Carlos Barradas – Tenho um desenho censurado depois do 25 de Abril, uma caricatura «chata» para as relações com Angola e o jornal censirou-a, mas nem me chateei porque reconheci que me tinha precipitado.

Antes do 25 de Abril, eu estava na tropa em Luanda. Aí eu fazia uns cartoons no «Notícias», e depois fiz uma série sobre sargentos, já que eu «gostava» muito deles. Eles não gostaram, mandaram-me cartas, chatearam-me….

Depois do 25 de Abril, quando trabalhava nop «Coiso», um jornal muito agressivo publicado pelo «República», onde colaborava o Mário Henrique Leiria, a gente atacava muito os padres, e a igreja chateva, mandando-nos cartas… Foi um dos jornais mais engraçados que apareceu por aí.

OMS – Eça de Queiroz dizia que o humor no constitucionalismo é pelo menos uma opinião. Para ti é uma opinião, ou uma forma de manipulação?

Carlos Barradas – Eu não acho que seja manipular, mas uma forma de sacudir, de mexer com as pessoas. Uma maneira de subverter, de dar a volta a certas situações, chamar a atenção para aquelas situações aparentemente correctas. O humor cubverte tudo, por isso é que os gajos não gostam, censuram um bocado ou poem as pessoas ao canto.

Não é manipular, mas desmascara determinado tipo de situações.

OMS – O humor gráfico português tem actualmente alguma característica específica, que o distinga do que se realiza no resto do mundo?

Carlos Barradas – Não existe humor português pois a gente não tem graça nenhuma. Nós só sabemos fazer graça com a desgraça dos outros lá fora e, os outros, fazem graça sobre as nossas desgraças. Somos uns tristes que não achamos graça a nada e, quando fazemos graça com alguma coisa, é uma chatice: fazemos graças sobre os padres, eles chateiam; fazemos graças sobre os políticos, eles chateiam;  fazemos graça sobre os policias e a polícia chateia… a gente faz graça sobre o quem afinal?
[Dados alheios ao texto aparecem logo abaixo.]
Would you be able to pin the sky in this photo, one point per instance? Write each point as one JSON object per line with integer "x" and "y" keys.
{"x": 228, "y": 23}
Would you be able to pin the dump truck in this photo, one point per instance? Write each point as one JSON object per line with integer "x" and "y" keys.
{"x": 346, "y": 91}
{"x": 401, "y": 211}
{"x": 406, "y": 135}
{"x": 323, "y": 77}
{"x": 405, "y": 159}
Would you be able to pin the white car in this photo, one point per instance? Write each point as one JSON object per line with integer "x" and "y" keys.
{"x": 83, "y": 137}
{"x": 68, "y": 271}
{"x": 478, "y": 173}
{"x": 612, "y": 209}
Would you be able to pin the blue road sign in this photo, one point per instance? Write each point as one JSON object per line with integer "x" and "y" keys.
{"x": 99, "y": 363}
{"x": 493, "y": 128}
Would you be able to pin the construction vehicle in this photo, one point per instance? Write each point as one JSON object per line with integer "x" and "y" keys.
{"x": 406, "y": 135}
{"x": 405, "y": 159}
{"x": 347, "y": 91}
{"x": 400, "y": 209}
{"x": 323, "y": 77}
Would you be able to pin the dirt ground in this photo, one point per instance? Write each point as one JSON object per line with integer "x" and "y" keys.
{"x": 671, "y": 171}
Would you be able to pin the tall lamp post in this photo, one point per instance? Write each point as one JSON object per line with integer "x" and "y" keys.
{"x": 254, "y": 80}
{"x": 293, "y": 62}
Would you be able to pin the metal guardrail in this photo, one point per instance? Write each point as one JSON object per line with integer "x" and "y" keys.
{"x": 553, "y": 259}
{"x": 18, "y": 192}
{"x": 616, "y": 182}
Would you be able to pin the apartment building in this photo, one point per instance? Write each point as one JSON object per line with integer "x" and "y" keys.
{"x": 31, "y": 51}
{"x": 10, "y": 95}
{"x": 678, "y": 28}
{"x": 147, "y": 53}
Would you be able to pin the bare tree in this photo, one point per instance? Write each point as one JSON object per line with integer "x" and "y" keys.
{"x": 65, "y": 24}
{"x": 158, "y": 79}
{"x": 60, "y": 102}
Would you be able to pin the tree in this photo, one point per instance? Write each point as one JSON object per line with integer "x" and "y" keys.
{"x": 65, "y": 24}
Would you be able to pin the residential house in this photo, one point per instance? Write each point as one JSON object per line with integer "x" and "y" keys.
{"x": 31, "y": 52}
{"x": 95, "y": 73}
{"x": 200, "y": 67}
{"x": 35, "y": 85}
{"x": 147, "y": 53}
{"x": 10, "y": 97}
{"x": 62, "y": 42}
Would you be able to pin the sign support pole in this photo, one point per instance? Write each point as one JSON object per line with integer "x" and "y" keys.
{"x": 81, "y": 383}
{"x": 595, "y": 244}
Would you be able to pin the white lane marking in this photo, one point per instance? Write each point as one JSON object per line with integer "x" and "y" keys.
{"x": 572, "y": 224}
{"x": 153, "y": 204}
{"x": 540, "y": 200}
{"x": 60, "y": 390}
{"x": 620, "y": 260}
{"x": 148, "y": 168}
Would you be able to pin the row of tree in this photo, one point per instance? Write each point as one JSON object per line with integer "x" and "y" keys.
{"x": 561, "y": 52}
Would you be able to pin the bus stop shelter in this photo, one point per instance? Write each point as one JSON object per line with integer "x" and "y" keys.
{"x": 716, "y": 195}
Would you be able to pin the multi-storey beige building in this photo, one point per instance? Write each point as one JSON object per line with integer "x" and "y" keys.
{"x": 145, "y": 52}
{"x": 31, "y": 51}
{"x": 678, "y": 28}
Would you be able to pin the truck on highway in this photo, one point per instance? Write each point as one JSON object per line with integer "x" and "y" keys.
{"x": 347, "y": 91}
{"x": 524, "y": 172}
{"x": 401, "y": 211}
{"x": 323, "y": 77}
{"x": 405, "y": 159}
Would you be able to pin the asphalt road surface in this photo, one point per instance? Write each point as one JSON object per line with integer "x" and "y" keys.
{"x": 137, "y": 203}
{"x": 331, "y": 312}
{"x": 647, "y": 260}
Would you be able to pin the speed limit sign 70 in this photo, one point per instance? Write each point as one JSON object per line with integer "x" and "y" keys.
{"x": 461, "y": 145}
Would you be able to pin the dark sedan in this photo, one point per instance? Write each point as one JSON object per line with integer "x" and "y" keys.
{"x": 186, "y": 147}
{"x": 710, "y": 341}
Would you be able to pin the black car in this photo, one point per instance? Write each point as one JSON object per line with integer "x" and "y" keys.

Dos gajos que andam por aí? Esses é que não têm graça nenhuma, são as pessoas mais normalzinhas do mundo.

È muito difícil definir o humor português porque pouco humor temos, somos o povo com menos humor.

Mesmo que se quisesse criar mais humor gráfico, os jornais, os editores não apoiam.  Os jornais ainda não perceberam a importância dos cartoonistas, das banda desenhadas, e fica-lhes mais barato comprar as banda desenhadas e os cartoons vindos lá de fora, já que vêm daqueles «sindicatos» que vendem por todo o mundo a preço reduzido.

Outro defeito, é a falta de cultura gráfica das pessoas, porque se qualquer pessoa aprendeu a criticar ou comentar um texto, com um desenho, não. Se vamos a um sujeito qualquer com uns desenhos debaixo do braço pedindo 5.000 por um cartoon, eles conseguem-no por 600 de um tipo conhecido internacionalmente, não arriscando num tipo que eles não sabem se tem qualidade, eles que nem bases de juizo têm.

OMS – Hoje pode-se dizer tudo o que se quer através do desenho?

Carlos Barradas – Quase tudo. Quando fiz p «Capital» de Marx em banda desenhada, diziam-me que era impossível, conceitos tão abstratos, conceitos filosóficos não se podiam pôr em símbolos gráficos e eu disse que se podia. É claro que não foi dito tudo, mas foi dito de uma determinada maneira, que as pessoas depois de lerem aquilo, podem ser atraídas a fazer uma leitura mais séria e fazer então um «raport» com o texto original. Nem certo aspecto, o desenho pode ser um bocado limitado, mas sabe-se dizer quase tudo e chamar a atenção das pessoas sobre coisas que mais tarde elas vão aprofundar.